Fond de satire politique, drame et comédie: Salmon Fishing in the Yemen est une délicieuse fable contemporaine dans laquelle Ewan McGregor et le réalisateur Lasse Hallström ont mordu à belles dents.

Entre Shame et The Ides of March, Albert Nobbs et A Dangerous Method, le feel-good moment du dernier Festival International du film de Toronto s'intitulait Salmon Fishing in the Yemen. Une fable contemporaine dans laquelle, oui, il est question de pêche au saumon au Yémen. Et si le résultat est absolument délicieux, il est bien plus que seulement cela.

«C'est un film qui, sous ses dehors amusants, comporte un commentaire politique beaucoup plus sérieux. Et c'est ce qui m'a attiré dans le projet», a indiqué le réalisateur Lasse Hallström (The Cider House Rules, Dear John) que La Presse a rencontré au TIFF et qui aime cette histoire où l'on ose imaginer le Proche-Orient embrassant l'Occident et évoquer «la possibilité que l'impossible devienne réalité». «Nous avons tous besoin de rêver l'impossible», dit-il.

Et puis, il y a ce mélange des genres: un peu de drame et de comédie, mêlé à de la romance et enrobé de satire politique. «Le défi était de combiner tout cela à travers le film de manière à ce que cela coule et semble naturel», résume le réalisateur pour qui l'ensemble avait un parfum d'irrésistibilité.

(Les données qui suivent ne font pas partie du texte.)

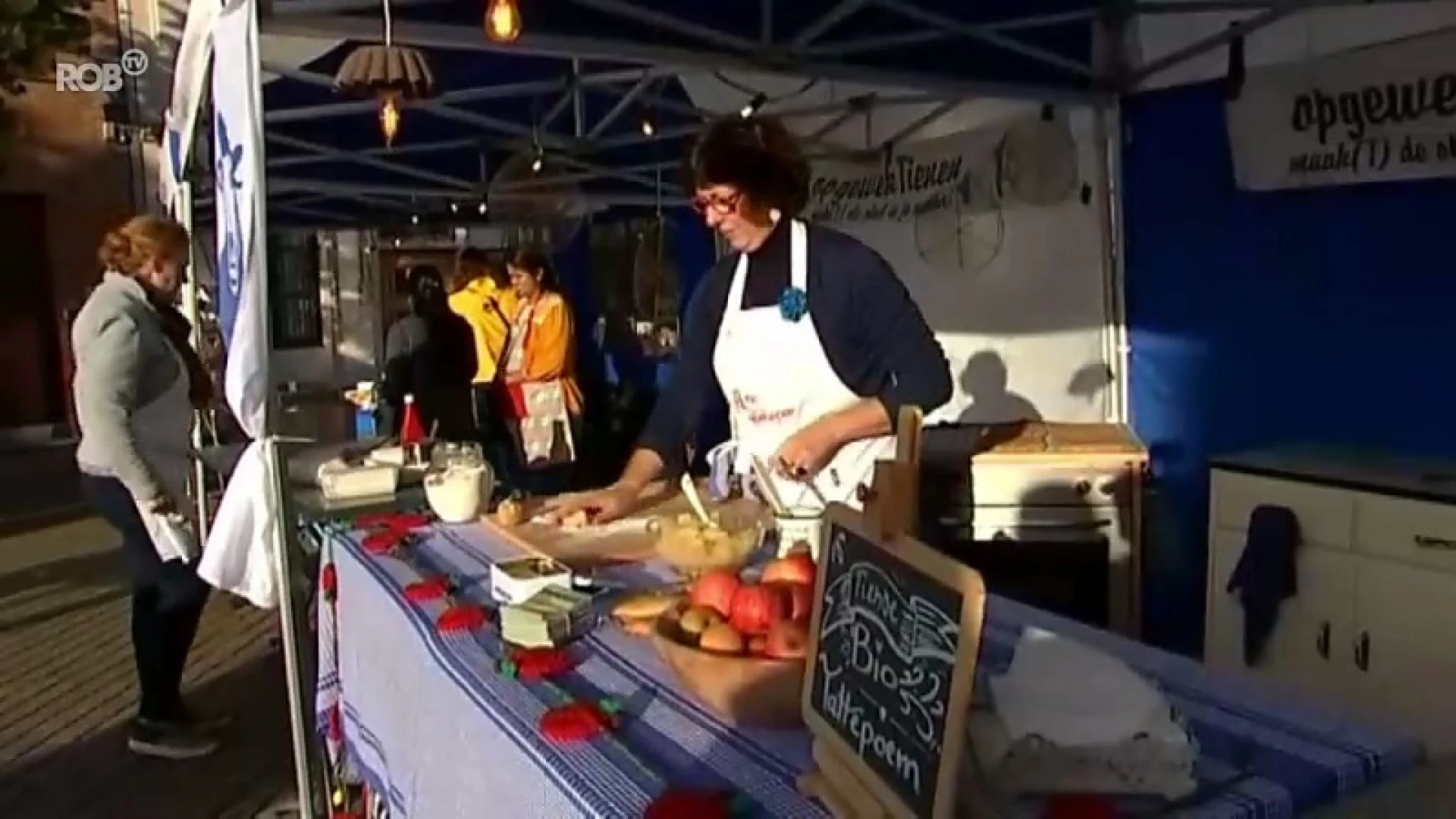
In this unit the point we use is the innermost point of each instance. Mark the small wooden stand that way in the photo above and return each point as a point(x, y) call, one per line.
point(843, 783)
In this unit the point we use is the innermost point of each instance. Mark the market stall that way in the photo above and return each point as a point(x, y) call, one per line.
point(433, 719)
point(403, 704)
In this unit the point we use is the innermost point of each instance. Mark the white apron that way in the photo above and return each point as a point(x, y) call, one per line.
point(545, 428)
point(164, 431)
point(778, 381)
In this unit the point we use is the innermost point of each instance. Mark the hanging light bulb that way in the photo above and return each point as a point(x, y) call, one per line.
point(503, 20)
point(389, 117)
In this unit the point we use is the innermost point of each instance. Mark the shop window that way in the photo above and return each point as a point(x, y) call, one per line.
point(294, 299)
point(637, 281)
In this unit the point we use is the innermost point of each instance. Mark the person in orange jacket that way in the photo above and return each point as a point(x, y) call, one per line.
point(544, 400)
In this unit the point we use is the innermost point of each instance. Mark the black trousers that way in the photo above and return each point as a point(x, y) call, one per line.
point(495, 436)
point(166, 604)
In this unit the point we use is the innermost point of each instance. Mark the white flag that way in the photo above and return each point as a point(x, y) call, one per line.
point(240, 553)
point(240, 279)
point(188, 79)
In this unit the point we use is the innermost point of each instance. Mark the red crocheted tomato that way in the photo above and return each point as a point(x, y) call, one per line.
point(425, 591)
point(541, 664)
point(577, 722)
point(408, 522)
point(460, 618)
point(1079, 806)
point(688, 803)
point(383, 541)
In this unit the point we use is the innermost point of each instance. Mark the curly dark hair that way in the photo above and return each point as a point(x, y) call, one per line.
point(535, 262)
point(758, 156)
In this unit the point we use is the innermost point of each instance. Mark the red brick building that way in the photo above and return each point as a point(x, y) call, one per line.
point(61, 187)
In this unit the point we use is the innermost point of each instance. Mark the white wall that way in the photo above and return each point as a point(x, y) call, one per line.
point(1038, 305)
point(1296, 38)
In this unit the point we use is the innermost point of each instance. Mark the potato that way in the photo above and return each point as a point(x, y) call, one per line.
point(696, 620)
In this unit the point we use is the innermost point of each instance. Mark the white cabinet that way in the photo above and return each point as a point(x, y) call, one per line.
point(1369, 629)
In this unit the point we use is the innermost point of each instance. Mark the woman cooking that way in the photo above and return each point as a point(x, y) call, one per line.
point(807, 333)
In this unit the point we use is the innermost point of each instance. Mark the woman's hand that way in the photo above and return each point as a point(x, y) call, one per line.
point(808, 450)
point(601, 506)
point(162, 504)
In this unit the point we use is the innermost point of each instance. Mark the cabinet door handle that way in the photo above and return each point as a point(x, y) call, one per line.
point(1363, 651)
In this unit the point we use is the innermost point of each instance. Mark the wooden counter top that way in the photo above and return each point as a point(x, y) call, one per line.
point(626, 541)
point(1034, 441)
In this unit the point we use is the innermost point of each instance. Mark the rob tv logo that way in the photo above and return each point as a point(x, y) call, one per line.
point(101, 76)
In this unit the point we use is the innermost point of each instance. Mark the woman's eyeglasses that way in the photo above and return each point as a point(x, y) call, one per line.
point(723, 206)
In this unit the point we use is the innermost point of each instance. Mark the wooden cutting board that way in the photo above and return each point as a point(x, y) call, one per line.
point(623, 541)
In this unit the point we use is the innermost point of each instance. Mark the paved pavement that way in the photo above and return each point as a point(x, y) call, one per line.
point(67, 682)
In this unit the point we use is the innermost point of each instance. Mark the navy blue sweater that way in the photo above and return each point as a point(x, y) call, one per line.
point(873, 333)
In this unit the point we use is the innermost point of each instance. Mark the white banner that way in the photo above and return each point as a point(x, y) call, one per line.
point(999, 243)
point(1376, 114)
point(1028, 161)
point(237, 194)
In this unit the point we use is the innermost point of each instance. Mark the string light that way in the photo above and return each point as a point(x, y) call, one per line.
point(389, 117)
point(503, 20)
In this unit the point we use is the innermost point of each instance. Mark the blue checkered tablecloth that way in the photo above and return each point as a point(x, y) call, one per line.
point(427, 720)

À l'origine de Salmon Fishing in the Yemen, le premier roman de l'écrivain anglais Paul Torday. Un bouquin unanimement bien reçu par le public et la critique, où l'on rencontre Fred Jones, un scientifique au service du ministère britannique des Pêches et de l'Agriculture «qui, en quelque sorte, vit «dans des boîtes»: son mariage sans amour, son travail sans passion, ses manies et obsessions», explique son interprète à l'écran, Ewan McGregor. «Une vie fermée sur elle-même, qu'une rencontre et un défi vont ouvrir, lui permettant d'émerger.»

La promotion de la paix

La rencontre, elle est avec Harriet (Emily Blunt), la représentante d'un sheikh yéménite qui rêve d'introduire le saumon dans les oueds de son pays. Parce qu'il pourrait pratiquer, chez lui, la pêche à la mouche. Mais surtout, parce qu'il croit qu'en se répandant, cette activité pourrait promouvoir la paix et la spiritualité en son pays ravagé par les conflits internes. Bref, une utopie dont va s'emparer la porte-parole du premier ministre britannique (Kristin Scott Thomas) - qui voit là une nouvelle positive à livrer aux médias, histoire de détourner leur attention de la dernière gaffe du gouvernement.

Cet aspect-là du scénario a éminemment plu à Ewan McGregor: «C'est quelque chose dont il est important de parler. Vous savez, c'est comme au football [note: soccer], tricher fait maintenant partie du jeu. Les joueurs se laissent tomber sur le sol et se tordent de douleur comme s'ils étaient blessés, et tout le monde trouve ça normal. C'est la même chose avec les politiciens: ils mentent et personne ne s'en offusque parce que c'est «normal». Mais ça ne devrait pas l'être», fait celui qui regrette que «rien ne se retrouve dans les médias qui n'ait été altéré et poli» et qui se dit heureux que Salmon Fishing in the Yemen «se moque de cela et commente le sujet».

Humour réjouissant

Ce, avec une finesse et un humour réjouissants et très britanniques - que le réalisateur d'origine suédoise qui vit maintenant à Los Angeles rend très bien à l'écran. Pour parvenir à cela, Lasse Hallström a planté sa caméra à Londres, dans les Highlands d'Écosse et le désert marocain (qui faisait office de Yémen) ... et l'a laissé tourner: «J'utilise beaucoup de pellicule, je laisse les acteurs improviser, je donne peu de directions, mais s'ils sautent la clôture et s'éloignent du propos, je les ramène. Pour moi, le plateau est une aire de jeu, vraiment.»

Mais attention, dans ce gant de velours se trouve une main de fer qui sait ce qu'elle veut. «J'ai besoin de l'input des acteurs sur le scénario, les personnages, leur jeu. Et nous allons ainsi tous dans la même direction.» Comme des saumons remontant le courant de la rivière.

«Lasse est très intelligent, souligne Ewan McGregor. Il aime donner l'impression qu'il ne se soucie pas des choses. Puis, une fois sur le plateau, il met tout le monde tellement à l'aise et en confiance qu'il crée une atmosphère où l'imprévisible peut se produire.» Un imprévisible qui sert à merveille ce mélange des genres qu'est Salmon Fishing in the Yemen. Impossible de ne pas mordre à cet hameçon.

Salmon Fishing in the Yemen prend l'affiche le 9 mars.